Chattanooga Times Free Press

Washington city ends gun sales by police after AP probe

- BY MARTHA BELLISLE

SEATTLE — The city council in Spokane, Washington, has passed an ordinance prohibitin­g police from selling confiscate­d firearms, citing an Associated Press investigat­ion that found that some guns sold by law enforcemen­t were used in new crimes.

“Disposing of long guns and assault rifles is a sensible approach,” Councilwom­an Candace Mumm told The Associated Press in an email after the 6-1 vote on Monday night. “Instead of spending time recycling weapons, our police staff can get back to the primary mission of solving crimes and protecting the public.”

The Spokane Police Department has sold 311 firearms since 2011, spokesman Officer John O’Brien said. The AP investigat­ion went back to 2010, which included 25 sold that year and brought Spokane’s total to 336 since 2010. The department sold its confiscate­d long guns through an auction house in Post Falls, Idaho, he said. The agency had been destroying forfeited handguns under an ordinance passed in 1993.

The Spokane City Council is the second political entity to order a ban on law enforcemen­t gun sales, citing the AP’s investigat­ion into 6,000 guns sold by law enforcemen­t between 2010 and 2017.

The Metropolit­an King County Council passed an ordinance on Oct. 2 that prohibits the sheriff’s office from selling forfeited firearms.

“While the practice of selling these firearms back into private hands is legal, a yearlong Associated Press analysis published in January 2018 found more than a dozen firearms sold by law enforcemen­t agencies in Washington since 2010 later became evidence in new criminal investigat­ions,” the council said in its report supporting the ordinance. “The report noted that weapons auctioned by the Washington State Patrol, Kitsap, Pierce and Thurston counties and the Aberdeen, Bonney Lake and Longview police department­s were used in the commission of crimes or to commit suicide.”

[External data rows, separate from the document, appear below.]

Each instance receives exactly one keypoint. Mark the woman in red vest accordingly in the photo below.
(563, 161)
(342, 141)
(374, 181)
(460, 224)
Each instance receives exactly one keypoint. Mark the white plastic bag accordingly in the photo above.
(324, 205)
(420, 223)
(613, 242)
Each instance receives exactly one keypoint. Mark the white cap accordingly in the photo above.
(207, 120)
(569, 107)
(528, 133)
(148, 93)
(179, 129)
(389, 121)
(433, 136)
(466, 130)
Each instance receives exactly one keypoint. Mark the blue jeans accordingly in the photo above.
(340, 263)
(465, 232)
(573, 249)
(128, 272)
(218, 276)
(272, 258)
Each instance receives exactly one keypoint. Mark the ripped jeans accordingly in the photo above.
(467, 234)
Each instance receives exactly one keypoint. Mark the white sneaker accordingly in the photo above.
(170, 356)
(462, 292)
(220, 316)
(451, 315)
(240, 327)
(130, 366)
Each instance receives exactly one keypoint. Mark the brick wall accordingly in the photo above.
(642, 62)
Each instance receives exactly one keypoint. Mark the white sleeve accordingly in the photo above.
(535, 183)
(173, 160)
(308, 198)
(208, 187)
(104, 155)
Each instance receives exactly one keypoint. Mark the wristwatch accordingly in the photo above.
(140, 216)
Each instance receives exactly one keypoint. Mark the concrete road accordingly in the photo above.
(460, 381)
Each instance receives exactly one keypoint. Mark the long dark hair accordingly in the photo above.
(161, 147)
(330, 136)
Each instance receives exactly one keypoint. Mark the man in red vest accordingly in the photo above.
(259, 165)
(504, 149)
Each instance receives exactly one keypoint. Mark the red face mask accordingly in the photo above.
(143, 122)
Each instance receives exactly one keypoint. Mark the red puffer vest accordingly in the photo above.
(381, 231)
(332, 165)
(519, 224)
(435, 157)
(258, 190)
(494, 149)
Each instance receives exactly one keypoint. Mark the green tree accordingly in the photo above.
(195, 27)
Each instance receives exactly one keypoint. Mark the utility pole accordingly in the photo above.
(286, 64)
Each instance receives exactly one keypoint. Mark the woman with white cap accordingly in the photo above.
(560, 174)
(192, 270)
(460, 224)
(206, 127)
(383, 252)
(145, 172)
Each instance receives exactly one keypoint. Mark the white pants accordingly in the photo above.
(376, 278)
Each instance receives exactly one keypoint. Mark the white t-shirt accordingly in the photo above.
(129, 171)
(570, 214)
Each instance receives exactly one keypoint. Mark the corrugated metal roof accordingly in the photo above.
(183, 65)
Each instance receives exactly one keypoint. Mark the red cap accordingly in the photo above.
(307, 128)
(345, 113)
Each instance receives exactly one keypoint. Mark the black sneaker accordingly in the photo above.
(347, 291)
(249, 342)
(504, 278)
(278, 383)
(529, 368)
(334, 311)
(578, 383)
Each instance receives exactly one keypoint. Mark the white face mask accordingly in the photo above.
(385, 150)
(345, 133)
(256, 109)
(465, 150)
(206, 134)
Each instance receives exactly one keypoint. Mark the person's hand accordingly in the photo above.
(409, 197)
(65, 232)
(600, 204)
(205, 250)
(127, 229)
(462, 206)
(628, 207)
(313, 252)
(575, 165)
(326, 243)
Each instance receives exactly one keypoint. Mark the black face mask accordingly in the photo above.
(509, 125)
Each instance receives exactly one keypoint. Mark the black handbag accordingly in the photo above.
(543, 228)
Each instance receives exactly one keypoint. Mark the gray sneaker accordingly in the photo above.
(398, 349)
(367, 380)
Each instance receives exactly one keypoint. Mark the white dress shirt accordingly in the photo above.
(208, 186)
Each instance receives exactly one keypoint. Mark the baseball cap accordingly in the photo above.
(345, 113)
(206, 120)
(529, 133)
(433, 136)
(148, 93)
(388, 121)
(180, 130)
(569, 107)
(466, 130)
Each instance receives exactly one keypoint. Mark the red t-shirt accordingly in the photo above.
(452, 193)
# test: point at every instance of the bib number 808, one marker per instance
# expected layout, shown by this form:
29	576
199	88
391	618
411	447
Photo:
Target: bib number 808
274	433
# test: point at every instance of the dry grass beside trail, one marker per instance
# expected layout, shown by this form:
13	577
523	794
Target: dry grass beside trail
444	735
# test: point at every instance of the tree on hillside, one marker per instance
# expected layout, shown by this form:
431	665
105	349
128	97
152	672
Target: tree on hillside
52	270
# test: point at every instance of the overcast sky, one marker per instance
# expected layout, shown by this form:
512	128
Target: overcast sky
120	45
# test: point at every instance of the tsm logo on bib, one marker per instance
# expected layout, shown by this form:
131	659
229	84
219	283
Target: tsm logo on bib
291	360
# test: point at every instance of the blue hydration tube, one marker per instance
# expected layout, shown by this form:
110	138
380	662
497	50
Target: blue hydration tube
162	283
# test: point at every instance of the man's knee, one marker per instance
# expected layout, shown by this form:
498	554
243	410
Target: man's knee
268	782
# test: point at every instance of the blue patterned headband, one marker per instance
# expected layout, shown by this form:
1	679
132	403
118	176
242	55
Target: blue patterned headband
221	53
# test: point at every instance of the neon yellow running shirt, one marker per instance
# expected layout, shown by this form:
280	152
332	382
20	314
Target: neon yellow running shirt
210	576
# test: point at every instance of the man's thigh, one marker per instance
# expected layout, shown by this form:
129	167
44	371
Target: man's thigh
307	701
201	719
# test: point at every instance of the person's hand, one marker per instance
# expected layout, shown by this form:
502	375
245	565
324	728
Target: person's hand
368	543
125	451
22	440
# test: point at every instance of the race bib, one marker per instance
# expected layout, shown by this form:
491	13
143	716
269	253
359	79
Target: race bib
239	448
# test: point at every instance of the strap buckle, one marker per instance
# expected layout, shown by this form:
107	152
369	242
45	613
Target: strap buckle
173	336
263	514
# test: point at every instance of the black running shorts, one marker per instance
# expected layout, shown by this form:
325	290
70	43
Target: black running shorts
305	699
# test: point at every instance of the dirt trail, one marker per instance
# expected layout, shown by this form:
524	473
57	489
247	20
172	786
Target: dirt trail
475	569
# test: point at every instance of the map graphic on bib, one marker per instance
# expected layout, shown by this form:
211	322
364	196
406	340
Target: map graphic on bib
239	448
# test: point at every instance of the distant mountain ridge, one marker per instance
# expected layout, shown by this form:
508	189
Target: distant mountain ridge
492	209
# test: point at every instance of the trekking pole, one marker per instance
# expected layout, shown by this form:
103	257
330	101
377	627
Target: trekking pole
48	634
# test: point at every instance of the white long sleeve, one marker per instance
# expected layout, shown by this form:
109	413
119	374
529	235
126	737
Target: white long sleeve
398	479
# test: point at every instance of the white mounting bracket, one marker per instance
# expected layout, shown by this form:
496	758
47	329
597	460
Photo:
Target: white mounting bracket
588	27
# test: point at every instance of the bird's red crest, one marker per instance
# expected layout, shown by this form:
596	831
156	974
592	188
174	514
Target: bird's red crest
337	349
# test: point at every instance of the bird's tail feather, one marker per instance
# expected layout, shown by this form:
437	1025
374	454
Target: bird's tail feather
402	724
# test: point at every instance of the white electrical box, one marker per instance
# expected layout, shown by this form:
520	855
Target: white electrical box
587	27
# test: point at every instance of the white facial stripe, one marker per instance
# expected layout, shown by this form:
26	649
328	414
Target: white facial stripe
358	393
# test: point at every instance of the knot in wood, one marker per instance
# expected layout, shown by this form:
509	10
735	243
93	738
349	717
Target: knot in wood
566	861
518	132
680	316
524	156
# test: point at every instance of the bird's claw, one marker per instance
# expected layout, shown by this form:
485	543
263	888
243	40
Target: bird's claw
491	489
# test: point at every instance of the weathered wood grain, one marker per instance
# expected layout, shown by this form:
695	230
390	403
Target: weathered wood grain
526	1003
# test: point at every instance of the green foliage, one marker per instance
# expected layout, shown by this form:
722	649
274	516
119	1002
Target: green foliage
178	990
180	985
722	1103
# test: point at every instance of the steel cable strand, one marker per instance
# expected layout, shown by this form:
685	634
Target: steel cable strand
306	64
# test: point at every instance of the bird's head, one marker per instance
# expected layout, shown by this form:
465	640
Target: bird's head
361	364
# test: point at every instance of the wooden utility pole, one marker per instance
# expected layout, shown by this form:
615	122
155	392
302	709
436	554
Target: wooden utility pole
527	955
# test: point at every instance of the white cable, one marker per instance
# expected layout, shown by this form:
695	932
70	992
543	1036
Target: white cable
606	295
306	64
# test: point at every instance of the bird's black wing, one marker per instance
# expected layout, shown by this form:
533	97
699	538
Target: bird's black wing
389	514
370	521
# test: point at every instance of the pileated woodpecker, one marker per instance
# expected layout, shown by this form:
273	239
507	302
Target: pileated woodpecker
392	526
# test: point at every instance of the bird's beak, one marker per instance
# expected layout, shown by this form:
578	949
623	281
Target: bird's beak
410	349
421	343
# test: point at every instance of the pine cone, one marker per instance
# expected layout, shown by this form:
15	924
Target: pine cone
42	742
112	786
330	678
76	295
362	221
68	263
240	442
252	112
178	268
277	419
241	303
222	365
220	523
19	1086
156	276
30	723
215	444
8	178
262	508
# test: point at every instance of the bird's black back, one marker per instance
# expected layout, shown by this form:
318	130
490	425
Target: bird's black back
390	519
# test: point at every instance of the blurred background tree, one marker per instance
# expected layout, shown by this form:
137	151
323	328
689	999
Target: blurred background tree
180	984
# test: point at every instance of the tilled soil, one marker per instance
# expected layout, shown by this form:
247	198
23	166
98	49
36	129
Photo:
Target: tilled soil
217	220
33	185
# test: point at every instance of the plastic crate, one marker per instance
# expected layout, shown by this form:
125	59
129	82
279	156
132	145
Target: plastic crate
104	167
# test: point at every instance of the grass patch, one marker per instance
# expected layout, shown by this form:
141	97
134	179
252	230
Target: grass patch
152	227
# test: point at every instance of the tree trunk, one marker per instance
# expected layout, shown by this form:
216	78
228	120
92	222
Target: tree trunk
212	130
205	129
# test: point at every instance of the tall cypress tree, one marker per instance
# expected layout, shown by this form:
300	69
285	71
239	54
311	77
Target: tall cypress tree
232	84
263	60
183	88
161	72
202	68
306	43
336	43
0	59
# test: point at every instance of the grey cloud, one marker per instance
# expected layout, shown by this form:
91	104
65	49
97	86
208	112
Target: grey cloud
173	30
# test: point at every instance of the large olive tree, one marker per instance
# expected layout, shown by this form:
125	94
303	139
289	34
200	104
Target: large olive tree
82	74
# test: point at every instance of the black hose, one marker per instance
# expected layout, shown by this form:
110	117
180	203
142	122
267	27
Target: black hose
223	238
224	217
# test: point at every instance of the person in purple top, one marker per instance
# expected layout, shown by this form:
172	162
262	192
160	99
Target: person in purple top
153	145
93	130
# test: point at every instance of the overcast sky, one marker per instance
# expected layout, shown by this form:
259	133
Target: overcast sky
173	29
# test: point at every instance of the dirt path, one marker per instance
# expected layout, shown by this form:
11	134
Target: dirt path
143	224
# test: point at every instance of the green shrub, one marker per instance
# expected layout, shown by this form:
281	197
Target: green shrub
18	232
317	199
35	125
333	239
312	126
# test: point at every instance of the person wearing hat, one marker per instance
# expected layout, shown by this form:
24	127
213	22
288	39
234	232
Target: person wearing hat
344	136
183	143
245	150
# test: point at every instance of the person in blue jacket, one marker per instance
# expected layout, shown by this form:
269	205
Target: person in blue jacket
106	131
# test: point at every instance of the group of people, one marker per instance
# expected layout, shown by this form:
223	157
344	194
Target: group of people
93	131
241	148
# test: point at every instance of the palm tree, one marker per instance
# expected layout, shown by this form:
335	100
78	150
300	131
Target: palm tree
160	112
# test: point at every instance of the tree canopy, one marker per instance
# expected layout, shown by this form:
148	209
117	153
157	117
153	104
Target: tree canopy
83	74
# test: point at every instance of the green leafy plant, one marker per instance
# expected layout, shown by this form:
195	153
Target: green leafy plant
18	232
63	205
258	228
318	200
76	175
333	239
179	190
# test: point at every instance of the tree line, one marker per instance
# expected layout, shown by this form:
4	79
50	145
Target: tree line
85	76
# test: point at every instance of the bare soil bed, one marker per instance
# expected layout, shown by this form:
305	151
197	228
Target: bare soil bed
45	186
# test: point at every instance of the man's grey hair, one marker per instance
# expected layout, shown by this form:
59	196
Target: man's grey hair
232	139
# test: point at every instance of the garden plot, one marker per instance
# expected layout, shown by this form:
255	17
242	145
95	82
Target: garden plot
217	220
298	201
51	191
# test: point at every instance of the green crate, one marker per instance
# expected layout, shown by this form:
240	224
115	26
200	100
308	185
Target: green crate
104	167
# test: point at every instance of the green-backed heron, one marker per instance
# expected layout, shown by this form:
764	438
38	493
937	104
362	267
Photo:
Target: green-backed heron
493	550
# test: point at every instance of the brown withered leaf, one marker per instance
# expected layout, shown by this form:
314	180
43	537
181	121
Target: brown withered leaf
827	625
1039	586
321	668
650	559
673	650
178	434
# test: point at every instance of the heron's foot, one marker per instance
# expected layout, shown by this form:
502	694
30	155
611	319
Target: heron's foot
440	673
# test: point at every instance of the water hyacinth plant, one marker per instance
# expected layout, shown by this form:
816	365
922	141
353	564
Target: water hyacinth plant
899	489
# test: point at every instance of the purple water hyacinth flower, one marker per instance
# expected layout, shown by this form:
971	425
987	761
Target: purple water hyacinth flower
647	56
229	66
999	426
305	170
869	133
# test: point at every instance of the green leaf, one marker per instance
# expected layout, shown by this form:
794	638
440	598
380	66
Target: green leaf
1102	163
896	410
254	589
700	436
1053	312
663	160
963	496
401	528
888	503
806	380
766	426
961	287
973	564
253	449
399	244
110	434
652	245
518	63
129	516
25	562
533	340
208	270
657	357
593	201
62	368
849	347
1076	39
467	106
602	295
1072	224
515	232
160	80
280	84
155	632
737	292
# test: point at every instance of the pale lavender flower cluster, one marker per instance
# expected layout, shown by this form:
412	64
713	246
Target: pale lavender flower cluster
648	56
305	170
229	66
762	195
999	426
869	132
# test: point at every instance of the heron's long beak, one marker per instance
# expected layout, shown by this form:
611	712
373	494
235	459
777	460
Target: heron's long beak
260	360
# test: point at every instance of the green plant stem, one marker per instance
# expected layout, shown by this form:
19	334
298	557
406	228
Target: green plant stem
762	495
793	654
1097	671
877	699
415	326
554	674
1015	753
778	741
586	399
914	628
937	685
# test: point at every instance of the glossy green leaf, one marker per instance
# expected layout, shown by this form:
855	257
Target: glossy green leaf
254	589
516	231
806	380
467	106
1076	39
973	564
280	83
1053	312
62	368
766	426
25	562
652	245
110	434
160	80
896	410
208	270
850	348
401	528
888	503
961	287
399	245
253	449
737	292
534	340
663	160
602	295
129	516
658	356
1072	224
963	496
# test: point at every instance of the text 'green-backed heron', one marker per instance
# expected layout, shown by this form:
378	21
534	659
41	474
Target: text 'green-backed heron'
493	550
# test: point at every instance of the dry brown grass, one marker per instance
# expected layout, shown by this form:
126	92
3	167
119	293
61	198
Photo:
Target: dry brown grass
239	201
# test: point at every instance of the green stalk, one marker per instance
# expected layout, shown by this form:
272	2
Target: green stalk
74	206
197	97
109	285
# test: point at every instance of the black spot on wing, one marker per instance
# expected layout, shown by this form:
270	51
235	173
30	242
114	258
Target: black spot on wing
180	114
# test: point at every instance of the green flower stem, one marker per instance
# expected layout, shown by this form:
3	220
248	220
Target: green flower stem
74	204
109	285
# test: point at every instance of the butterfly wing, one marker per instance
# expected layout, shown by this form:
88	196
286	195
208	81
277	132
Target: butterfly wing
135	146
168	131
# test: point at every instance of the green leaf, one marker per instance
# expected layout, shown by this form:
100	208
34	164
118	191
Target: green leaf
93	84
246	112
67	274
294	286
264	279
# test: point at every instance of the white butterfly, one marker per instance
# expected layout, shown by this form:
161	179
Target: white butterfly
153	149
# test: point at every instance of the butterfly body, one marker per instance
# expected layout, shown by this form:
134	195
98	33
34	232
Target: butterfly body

The King County Sheriff’s office has been destroying forfeited guns, but the ordinance ensures that practice continues, Council Chair Joe McDermott said.

The guns sold by Spokane police included Winchester .22-caliber rifles, Remington 12-gauge shotguns, a Colt AR-15, a Bulgarian-made AK47-style rifle, a “Romar assault rifle” and several Norinco SKS, 7.62 x 39 mm semi-automatic rifles. One of the Norincos sold for $180, according to police records.

Between 2011 and 2018, the forfeited firearms sales generated $16,787, according to the ordinance. The sales ranged from $633 to about $7,488 in any given year, the ordinance said.

“The books show just a few thousand dollars a year are netted out after paying for the auction fees and the 10 percent fee to the state,” Mumm said before the vote. “This amount does not take into account the expenses that are incurred by the police department for staff time to secure, catalog, process, transport and document the weapons. Nor does it account for the trade and fund balances.

“We may actually be costing the city coffers by reselling and recycling the guns.”

Several members of the public spoke against the ordinance based on their support for the Second Amendment of the U.S. Constituti­on. But Phyllis Holmes, who was on the Spokane City Council when it passed the original measure requiring the destructio­n of handguns, supported the plan.